L’Otan s’engage à ne pas déployer des armes nucléaires aux frontières de la Russie, elle-même en possession de 10.000 armes nucléaires. Douze candidats se pressent déjà à ses portes. Au sommet de Madrid en juillet 1997, elle n’en retient que trois: la Pologne, la Hongrie et la République tchèque, renvoyant à une seconde vague (qui sera soumise au prochain sommet de Washington, car la “porte de l’Otan reste ouverte”) la candidature de la Roumanie soutenue par la France et celle de la Slovénie avancée par l’Italie.


Des soldats tchèques saluent l’événement en portant des drapeaux des pays
membres de l’Otan lors d’une parade au nord de Prague.

Les trois pays élus ont préféré adhérer à l’Otan avant le sommet de Washington (qui les accueillera avec toute la solennité requise) pour être en mesure de participer aux décisions qui y seront prises. Et c’est lors d’une cérémonie simple et non moins déterminante qui s’est déroulée à Independence dans le Missouri à la bibliothèque Harry Truman où sont conservées les archives de l’ex-président et de son secrétaire d’Etat Dean Acheson lesquels avaient signé le traité le 4 avril 1949, que la Pologne, la Hongrie, la République tchèque ont remis à Madeleine Albright les instruments de ratification de leur adhésion. Ces anciens pays du pacte de Varsovie qui avaient combattu l’Otan intègrent désormais ses rangs, mettant fin à la division de l’Europe en deux blocs imposée par Staline à Yalta. Ils bénéficient, désormais, du parapluie nucléaire de l’Otan et s’engagent en vertu de l’article 5 du traité de Washington à participer à la défense collective de tout allié en cas d’agression. Ils devront en outre moderniser leur appareil militaire devenu obsolète en y payant le prix. La facture de leur ticket d’entrée sera lourde à raison de quelques milliards de dollars. Elle l’est également pour l’Alliance qui devra débourser 1,5 milliard de dollars en faveur de ses trois nouveaux membres.
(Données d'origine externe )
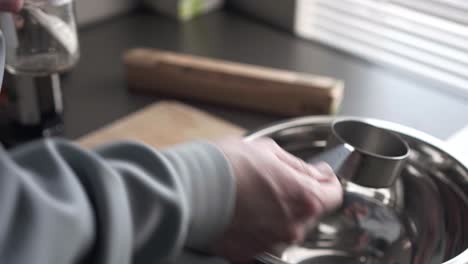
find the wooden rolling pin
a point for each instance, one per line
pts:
(234, 84)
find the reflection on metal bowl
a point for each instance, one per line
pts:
(421, 219)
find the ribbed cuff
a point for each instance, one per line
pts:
(210, 190)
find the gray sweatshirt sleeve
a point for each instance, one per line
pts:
(60, 204)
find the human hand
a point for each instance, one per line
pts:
(278, 195)
(11, 5)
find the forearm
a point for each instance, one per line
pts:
(59, 203)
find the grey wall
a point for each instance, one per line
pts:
(277, 12)
(89, 11)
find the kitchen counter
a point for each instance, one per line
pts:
(95, 93)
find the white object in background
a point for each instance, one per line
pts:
(458, 143)
(65, 34)
(395, 33)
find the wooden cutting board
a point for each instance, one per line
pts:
(163, 124)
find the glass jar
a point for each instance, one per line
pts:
(42, 38)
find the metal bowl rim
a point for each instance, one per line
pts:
(461, 258)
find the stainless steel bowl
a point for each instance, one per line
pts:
(421, 219)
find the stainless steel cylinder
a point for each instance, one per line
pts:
(420, 219)
(376, 156)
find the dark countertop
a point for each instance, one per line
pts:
(95, 92)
Bientôt, l’Otan accueillera, officiellement, ses trois nouveaux membres à Bruxelles. L’heure est à l’euphorie. Et Madeleine Albright, elle-même tchèque et fille de diplomate, salue chaleureusement l’événement tout en soulignant sa portée: “Nous affrontons un futur où les armes seront de plus en plus destructrices. Nous devons nous assurer que les forces de l’Otan soient équipées et préparées pour le XXIème siècle pour prévenir les guerres et sauvegarder la liberté, assurer la paix en Europe et l’harmonie en ce monde”. Pour Javier Solana, secrétaire général de l’Otan, “l’Alliance non seulement s’est agrandie, mais elle est devenue plus forte.”
Tel n’est pas le sentiment de la Russie qui a présenté l’événement comme une “dangereuse erreur historique”, traçant une “ligne rouge” à ne pas dépasser avec une éventuelle adhésion de l’Ukraine et des pays baltes. Le général Leonid Ivachov responsable des relations internationales du ministère de la Défense a été même plus loin en constatant que “lorsque l’équilibre des forces est rompu sur notre continent, il y a toujours des conflits et des guerres”. Mikhaïl Gorbatchev a considéré l’élargissement comme une “humiliation” infligée à la Russie autant que le fut le traité de Versailles pour l’Allemagne au lendemain de la Première Guerre mondiale. Le temps se chargera de cicatriser les blessures et de banaliser peut-être un événement dans le cours de l’Histoire.